Wednesday 5 February 2014

The Fifth Estate

And the world of exasperating Biopics was as prevalent at the Mumbai International Film Festival (MIFF) as anywhere else.  With the amount of publicity and talk about Julian Assange over the years, one would have expected a movie that was as good as David Fincher’s Social Network.  While there is every attempt made to look like Social Network, at the end of it all, one is left wondering what could have been instead of celebrating what was.

To clarify, The Fifth Estate is not ALL disaster.  It starts of really well.  The representation of the concept of Wikipedia as an office without end, unlimited seats and multiple people – just a metaphor for the infinite number of people that contributed to wikileaks’ success.  There first conversation between Daniel Berg (Brühl) and Assange (Cumberbatch) is shot beautifully with all the right dialogue, light and camera angles.
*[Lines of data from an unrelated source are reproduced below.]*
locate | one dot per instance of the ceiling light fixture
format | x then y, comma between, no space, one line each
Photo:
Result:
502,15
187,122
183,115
There are some really solid dialogues as well.  Like the one that sums up the contribution of The traditional Fifth Estate in putting Assange where he is today, "He's not a source, he's the head of a huge media empire, accountable to no one. And we put him there."  Or one filled with frustration and helplessness, “A 22 year old private with a history of instability and a Lady Gaga CD and we are standing on the verge of the biggest expose in the history of mankind".

But that is all I could find good about the entire movie.  It provides you with fleeting moments of excitement but the script on the whole doesn’t do justice to the enigma that Assange has become today.  I do not say this because it portrays Assange as a sociopath.  It has more to do with the way the story has been narrated.  There is focus on what is not required, albeit fleetingly, but tight scripts do away with the unnecessary – period.  For e.g. What was the importance of showing Daniel and Anke (Alicia Vikander) having sex?
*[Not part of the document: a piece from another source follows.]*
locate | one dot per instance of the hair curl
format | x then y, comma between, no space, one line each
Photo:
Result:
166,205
On the other hand, if the focus was moved more towards the man’s life – which coincidentally hasn’t been leaked too much – it would have made much better viewing.  There could, of course, have been more attention to detail and some attempt to keep it more real.  So when Daniel speaks to his friends in German in bits and pieces, why does he have to speak to Anke only in English.
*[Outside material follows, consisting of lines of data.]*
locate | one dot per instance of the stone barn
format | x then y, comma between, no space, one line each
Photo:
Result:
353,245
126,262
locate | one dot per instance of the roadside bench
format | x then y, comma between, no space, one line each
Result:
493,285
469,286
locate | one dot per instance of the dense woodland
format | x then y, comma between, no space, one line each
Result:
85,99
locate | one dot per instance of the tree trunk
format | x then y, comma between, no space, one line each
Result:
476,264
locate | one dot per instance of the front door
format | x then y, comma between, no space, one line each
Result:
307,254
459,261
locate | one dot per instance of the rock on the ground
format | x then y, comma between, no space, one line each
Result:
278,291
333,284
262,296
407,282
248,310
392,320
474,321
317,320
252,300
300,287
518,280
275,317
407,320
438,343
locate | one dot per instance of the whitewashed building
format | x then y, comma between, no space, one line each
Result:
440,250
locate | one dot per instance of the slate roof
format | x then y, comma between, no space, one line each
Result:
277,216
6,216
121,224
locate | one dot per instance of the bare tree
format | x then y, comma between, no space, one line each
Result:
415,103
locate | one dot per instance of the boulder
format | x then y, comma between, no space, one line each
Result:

I am not going to say that Bill Condon cannot make good movies.  Yes, his previous effort – Twilight Breaking Dawn – wasn’t one that would be spoken about kindly.  But in The Fifth Estate, he shows flashes of brilliance in between some really ordinary film making.  I was hoping for better and if it weren’t for Daniel Brühl, Benedict Cumberbatch and some flashes in between, The Fifth Estate would have turned into a disaster. 6.5 on 10 for a movie that could have so easily been an 8.  Maybe that’s why it never released in India despite the hoopla (or did it?).